The MetLife Warsaw Najdorf Chess Festival (10. to 18. July) is the biggest tournament in Poland. It is organised by the Kazimierz Sosnkowski Foundation and the Polish Chess Federation and offers a total prizefund of 30.000 Euros. Players start in four rating groups.

Warsaw skyline at night

“For Varsovians it is a big festival. Everybody who loves chess and would like to spend some time in Warsaw should follow our tournament, or, even better, play!," said tournament director Maria Macieja at the press conference which openend the tournament. “In recent years the field was really strong. The tournament is well organised and already the biggest chess tournament in Poland but we are still ambitious - it would be nice to be one of the biggest tournaments in Europe”, said Macieja.

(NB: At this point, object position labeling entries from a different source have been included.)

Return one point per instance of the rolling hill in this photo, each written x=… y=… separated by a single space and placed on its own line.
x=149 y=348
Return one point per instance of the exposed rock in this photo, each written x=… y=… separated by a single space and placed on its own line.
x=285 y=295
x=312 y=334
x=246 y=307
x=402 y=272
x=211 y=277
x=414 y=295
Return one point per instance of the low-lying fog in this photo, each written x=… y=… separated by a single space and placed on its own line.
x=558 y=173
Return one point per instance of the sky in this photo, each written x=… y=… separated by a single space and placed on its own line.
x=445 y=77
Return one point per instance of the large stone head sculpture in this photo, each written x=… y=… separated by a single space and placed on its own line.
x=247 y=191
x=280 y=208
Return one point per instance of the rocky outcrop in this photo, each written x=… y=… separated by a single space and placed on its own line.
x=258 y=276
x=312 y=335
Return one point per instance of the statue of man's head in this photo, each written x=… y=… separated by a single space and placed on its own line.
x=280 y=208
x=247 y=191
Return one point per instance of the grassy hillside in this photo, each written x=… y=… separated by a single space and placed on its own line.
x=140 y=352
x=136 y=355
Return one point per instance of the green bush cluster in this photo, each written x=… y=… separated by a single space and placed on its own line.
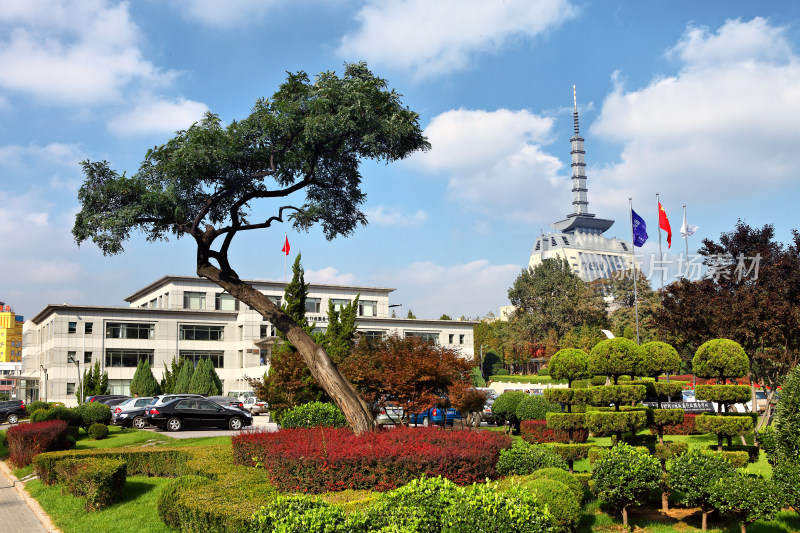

(From left to right) Tournament director Maria Macieja, Piotr Murdzia,
General Secretary of the Polish Chess Federation, and Tomasz Delega,
President of the Polish Chess Federation

Piotr Murdzia explains why the Najdorf Memorial is a special event 

This year a number of strong grandmasters take part in the open:

 Bulgarian grandmaster Ivan Cheparinov who with a rating of 2683
is the top seed and who also played in the Najdorf Memorial 2014

Igor Kovalenko (2682) was born in Ukraine but now
plays for Latvia. (Photo: Eteri Kublashvili)

Andrei Volokitin (Ukraine, 2654) (Photo: Yoav Nis)

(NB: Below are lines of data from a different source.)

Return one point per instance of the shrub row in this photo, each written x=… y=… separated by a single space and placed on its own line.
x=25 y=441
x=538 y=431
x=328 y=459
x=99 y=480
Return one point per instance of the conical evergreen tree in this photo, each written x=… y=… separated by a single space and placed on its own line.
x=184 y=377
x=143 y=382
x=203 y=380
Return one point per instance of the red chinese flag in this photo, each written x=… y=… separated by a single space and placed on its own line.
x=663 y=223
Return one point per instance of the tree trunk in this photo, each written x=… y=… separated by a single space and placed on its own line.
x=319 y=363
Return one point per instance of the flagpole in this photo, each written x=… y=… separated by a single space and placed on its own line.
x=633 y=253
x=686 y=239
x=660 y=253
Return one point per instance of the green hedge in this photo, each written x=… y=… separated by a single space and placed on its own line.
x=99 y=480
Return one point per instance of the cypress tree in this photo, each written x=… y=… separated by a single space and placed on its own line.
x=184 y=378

Zahar Efimenko (Ukraine, 2652) (Photo: Georgios Souleidis)

But the strong players Michal Krasenkow (the first polish chess player who crossed the 2700 mark), Bartlomiej Macieja (European Champion 2002), and Dariusz Swiercz (2012 World Junior Chess Champion U18) might be especially motivated in Warsaw.

Tigran Petrosian came back to defend his title. He won the Najdorf Memorial 2014.

 

Miguel Najdorf

A short biographical sketch on the official tournament site pays tribute to Miguel Najdorf

Miguel (Mieczysław) Najdorf was born in Warsaw on April, 15, 1910. He revealed his great chess talent as early as at the age of 10, when he achieved his maiden tournament successes. His first notable results at the Polish and international chess arena date back to the 30s. He was second (1931) and first (1934) in Warsaw Championships and then second (1935) and third (1937) in Polish national Championships.

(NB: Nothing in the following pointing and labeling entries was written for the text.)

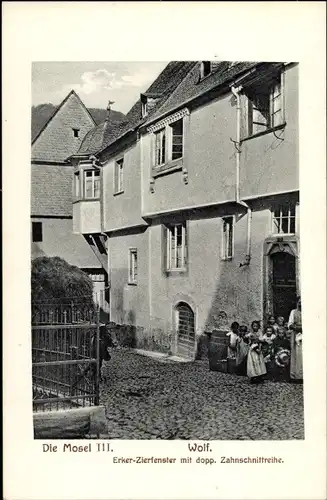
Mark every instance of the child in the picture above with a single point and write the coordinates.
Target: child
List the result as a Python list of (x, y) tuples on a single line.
[(233, 335), (272, 322), (256, 368), (255, 327), (281, 341), (281, 326), (242, 349), (281, 356)]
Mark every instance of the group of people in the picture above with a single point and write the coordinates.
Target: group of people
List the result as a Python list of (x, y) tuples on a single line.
[(272, 352)]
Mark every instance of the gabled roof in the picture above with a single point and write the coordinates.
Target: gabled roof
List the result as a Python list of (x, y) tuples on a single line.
[(192, 87), (102, 134), (165, 83), (177, 85), (72, 92), (51, 190)]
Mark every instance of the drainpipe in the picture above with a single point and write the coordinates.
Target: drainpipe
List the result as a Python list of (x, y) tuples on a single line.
[(237, 143)]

As one of Poland’s leading players, he represented his native country at Chess Olympiads three times, gaining team medals on all three occasions (bronze in 1935 and 1937, silver in 1939) and an individual gold medal in 1939. Additionally, he won an individual gold and team silver medal at the so-called unofficial Chess Olympiad in 1936.

The outbreak of World War II caught Najdorf in Buenos Aires, at the Chess Olympiad. Unable to return home, he decided to stay in Argentine and continue his chess career there. He won four more team medals (silver in 1950, 1952, 1954, bronze in 1962) and three individual medals (gold in 1950 and 1952, silver in 1962) at Chess Olympiads. He won the Argentinian Championships eight times (1949, 1951, 1952, 1955, 1960, 1964, 1967, 1975).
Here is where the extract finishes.